Let me tell you a little bit about my setting. Pulaski Medical is a Methadone clinic for adults who have battled with addiction to opiates and heroin for at least one year. Methadone is a medically prescribed medication, monitored by a medical team. Methadone does not provide the high that opiates and other drugs provide, while it does help to ease pain issues as well as withdrawal symptoms, allowing the Patient to eventually wean off of the drugs and medication.

I'm not going to lie, trying to get farmers, country folk, and people who have lived far more colorful lives than I have, to do art therapy has not been an easy task.

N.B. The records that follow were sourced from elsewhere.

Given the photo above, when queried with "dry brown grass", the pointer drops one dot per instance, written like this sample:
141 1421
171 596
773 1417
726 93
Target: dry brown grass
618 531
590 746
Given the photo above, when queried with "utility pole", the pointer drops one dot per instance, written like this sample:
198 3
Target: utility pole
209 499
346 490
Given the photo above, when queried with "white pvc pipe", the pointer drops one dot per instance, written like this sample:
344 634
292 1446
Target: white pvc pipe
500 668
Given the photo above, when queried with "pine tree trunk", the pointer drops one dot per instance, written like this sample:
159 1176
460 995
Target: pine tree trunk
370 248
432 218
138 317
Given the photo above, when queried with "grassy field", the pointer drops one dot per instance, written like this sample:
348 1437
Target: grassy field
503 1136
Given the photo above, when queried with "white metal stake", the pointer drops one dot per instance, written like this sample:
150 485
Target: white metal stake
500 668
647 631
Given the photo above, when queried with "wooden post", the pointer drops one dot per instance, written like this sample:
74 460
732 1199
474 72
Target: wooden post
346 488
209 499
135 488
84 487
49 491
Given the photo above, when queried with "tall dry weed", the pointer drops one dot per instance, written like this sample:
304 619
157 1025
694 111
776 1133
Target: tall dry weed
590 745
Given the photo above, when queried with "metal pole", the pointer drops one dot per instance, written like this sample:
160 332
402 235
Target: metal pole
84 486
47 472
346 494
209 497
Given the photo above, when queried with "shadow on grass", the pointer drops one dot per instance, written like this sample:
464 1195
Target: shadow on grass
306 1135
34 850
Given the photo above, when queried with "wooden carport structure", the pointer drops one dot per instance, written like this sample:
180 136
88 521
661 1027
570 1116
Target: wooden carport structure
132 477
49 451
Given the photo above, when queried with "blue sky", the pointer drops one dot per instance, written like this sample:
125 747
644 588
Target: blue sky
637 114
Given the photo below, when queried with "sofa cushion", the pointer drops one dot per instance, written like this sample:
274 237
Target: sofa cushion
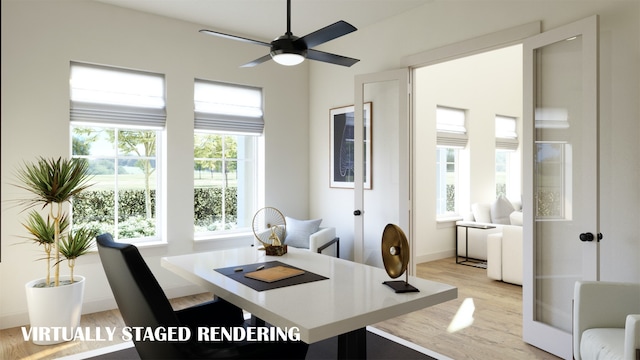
481 212
500 211
602 343
516 218
298 231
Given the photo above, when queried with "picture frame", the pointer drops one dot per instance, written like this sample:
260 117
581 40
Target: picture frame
342 146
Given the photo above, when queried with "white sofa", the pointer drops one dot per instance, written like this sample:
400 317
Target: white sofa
504 255
324 241
501 212
606 320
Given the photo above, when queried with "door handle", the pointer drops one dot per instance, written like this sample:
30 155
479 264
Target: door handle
587 237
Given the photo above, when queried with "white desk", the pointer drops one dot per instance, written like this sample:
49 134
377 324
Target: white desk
352 298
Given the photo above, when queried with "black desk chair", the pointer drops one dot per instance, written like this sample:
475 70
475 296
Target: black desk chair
143 303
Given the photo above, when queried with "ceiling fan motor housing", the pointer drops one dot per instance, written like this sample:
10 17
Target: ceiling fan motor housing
286 44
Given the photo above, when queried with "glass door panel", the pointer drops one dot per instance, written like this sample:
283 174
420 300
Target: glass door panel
561 179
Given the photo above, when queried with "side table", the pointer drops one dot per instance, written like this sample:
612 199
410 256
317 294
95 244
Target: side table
467 260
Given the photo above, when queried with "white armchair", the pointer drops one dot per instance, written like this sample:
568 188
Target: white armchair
606 320
504 255
307 234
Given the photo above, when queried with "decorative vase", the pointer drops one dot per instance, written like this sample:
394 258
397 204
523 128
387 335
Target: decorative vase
55 307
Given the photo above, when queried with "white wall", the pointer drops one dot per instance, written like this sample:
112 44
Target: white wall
40 38
384 45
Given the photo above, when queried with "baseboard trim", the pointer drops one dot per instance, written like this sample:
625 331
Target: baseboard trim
435 256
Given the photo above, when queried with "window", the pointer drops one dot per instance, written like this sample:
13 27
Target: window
117 123
506 145
451 137
227 141
446 180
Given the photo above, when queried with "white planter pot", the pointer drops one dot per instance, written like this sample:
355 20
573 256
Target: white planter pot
59 307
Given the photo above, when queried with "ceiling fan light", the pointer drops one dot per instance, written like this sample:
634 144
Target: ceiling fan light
287 59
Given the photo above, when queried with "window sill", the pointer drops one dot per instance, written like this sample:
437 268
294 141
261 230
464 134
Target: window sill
448 219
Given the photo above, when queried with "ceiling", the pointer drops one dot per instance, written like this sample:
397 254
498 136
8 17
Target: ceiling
267 19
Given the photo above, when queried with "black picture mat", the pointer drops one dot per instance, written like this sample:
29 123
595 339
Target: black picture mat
261 285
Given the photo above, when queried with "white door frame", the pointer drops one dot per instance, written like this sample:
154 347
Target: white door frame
402 77
539 334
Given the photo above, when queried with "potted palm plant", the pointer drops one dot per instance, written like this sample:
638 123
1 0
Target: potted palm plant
52 183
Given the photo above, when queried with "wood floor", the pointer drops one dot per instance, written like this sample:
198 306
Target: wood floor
496 332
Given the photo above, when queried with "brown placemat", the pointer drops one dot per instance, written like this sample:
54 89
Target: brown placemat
260 285
275 273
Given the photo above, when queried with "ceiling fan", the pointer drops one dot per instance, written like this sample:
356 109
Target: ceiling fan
289 49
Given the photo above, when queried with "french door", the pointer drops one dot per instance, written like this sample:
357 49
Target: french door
561 198
387 200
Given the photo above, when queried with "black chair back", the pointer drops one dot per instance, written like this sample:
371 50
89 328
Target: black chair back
140 299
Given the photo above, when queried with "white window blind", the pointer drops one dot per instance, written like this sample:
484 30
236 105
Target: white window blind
506 133
102 95
450 126
228 108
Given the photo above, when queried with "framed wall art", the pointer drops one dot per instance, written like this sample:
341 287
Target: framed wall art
342 146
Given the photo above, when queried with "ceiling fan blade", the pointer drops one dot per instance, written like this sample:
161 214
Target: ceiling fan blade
234 37
330 58
258 61
327 33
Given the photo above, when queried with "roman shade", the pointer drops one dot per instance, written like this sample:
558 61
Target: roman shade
228 108
116 97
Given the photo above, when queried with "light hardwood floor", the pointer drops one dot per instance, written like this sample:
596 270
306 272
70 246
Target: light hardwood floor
496 332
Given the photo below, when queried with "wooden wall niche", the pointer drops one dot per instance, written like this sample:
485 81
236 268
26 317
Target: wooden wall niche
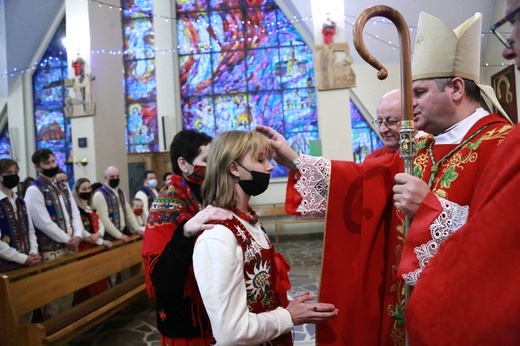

Although it has been a challenge, there has been a good handful of my 50-person caseload that has greatly benefited from art therapy. I have modified the "Bridge" directive and created a "Road to Recovery" intervention. It has been so amazing to see how people, who have had to hide and lie to protect themselves and their addictions for so long, open up through the means of art within the therapy. Clients who initially presented as extremely guarded have felt comfortable enough to go to a deeper level--telling me about the time they lost their kids to CPS, or that time they watched their mother die from an overdose. It wasn't until these clients began to respond to the art therapy, that I knew I had made the right choice in taking this job. leading up to this point, I had people sign up for my groups but never show up, or flat out refuse to participate in art therapy interventions in individual sessions, emphasizing how difficult this work can be. It has also been a challenge working under a supervisor who wants to build an art therapy program, but does not entirely know what that means or entails. However, the patients I work with have become the proof that art therapy isn't just doing a few 'art projects to relax the patients.' but provides much deeper work.

All in all, each day I am feeling more and more relevant in my position and it is going to be a process to get this clinic where it needs to be in terms of understanding the importance of art therapy, but we are getting there!